The Voice Of W.E.B. Du Bois
Date/Time
Location
The Mount (2 Plunkett St., Lenox, MA 01240, Lenox MA)
Chad Williams, professor and chair of African and African American Studies at Brandeis University and author of Torchbearers of Democracy: African American Soldiers in the World War I Era, comes to Edith Wharton’s house and gardens to talk about W.E.B. Du Bois and Darkwater, DuBois’ reflection on World War I.
For nearly two decades, he says, W. E. B. Du Bois attempted to write what he believed would be the definitive history of the African American experience in the Great War. Williams explores Du Bois’s complex relationship with the history and legacy of World War I and what it reveals about the struggle for democracy, racial justice and peace in the 20th century.
“A century after the publication of Darkwater, its message has never been more relevant,” Williams says in Du Bois Gave Voice to Pain and Promise, a related article in The Atlantic.
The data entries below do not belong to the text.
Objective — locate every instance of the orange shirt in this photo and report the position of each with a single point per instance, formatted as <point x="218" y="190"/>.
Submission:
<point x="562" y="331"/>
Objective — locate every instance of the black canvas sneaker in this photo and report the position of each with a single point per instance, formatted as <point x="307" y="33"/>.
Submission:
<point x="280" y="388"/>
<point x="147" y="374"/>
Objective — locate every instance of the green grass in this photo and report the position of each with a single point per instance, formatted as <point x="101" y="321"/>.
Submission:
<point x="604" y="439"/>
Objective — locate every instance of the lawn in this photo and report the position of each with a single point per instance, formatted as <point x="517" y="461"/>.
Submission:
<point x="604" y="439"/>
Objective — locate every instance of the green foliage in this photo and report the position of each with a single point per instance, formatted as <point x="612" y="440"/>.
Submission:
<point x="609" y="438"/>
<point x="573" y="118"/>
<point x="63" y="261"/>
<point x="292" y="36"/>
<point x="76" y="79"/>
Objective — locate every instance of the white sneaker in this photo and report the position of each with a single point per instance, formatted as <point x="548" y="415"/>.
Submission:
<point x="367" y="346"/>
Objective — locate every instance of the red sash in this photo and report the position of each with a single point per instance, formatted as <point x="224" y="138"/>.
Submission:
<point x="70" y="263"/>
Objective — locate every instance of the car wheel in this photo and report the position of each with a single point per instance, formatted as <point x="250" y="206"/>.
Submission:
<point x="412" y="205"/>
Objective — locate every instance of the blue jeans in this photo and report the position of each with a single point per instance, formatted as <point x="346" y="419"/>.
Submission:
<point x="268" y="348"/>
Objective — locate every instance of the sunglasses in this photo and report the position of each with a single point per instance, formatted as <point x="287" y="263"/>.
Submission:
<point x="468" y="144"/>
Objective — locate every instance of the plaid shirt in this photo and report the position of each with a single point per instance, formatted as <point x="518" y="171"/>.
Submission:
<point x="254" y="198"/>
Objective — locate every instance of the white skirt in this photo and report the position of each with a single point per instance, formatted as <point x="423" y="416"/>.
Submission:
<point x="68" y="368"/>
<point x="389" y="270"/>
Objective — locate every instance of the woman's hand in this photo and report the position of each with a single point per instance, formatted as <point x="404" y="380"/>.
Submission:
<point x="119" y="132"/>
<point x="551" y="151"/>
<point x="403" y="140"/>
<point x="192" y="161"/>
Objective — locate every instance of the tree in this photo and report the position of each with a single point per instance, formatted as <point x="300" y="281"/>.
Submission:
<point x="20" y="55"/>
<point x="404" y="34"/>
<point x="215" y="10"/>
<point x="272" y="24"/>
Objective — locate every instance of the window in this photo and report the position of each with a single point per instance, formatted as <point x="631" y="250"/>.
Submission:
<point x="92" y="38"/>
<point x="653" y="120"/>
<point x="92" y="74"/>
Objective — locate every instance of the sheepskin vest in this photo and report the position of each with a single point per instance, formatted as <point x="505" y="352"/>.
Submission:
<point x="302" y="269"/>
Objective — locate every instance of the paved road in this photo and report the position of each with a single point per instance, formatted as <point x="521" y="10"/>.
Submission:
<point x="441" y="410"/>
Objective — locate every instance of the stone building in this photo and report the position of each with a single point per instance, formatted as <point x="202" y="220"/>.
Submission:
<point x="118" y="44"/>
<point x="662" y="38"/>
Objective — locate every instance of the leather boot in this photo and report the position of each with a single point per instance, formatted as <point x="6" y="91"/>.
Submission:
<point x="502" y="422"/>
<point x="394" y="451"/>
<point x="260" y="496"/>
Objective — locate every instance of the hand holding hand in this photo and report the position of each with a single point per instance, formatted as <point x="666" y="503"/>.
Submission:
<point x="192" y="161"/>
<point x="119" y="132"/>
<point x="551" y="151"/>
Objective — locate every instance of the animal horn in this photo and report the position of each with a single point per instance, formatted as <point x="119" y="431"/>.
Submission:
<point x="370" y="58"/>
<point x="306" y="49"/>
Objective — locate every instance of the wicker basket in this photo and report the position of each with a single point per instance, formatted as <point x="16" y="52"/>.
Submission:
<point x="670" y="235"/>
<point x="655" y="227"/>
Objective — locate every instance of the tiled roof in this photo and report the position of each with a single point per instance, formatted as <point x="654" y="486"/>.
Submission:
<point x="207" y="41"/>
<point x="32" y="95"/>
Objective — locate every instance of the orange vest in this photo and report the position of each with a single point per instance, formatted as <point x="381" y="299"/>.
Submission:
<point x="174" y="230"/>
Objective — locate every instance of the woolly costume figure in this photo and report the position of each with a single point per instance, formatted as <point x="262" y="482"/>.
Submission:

Chad Williams is the Samuel J. and Augusta Spector Professor of History and African and African American Studies at Brandeis University. His first book, Torchbearers of Democracy: African American Soldiers in the World War I Era, was published in 2010 by the University of North Carolina Press. Widely praised as a landmark study, Torchbearers of Democracy won the 2011 Liberty Legacy Foundation Award from the Organization of American Historians, the 2011 Distinguished Book Award from the Society for Military History, and designation as a 2011 CHOICE Outstanding Academic Title.
Williams has published articles and book reviews in numerous leading academic journals and collections, op-eds and essays in The Atlantic, The Washington Post, Time, and The Conversation. His next book, The Wounded World: W. E. B. Du Bois and World War I is under contract with Farrar, Straus, and Giroux.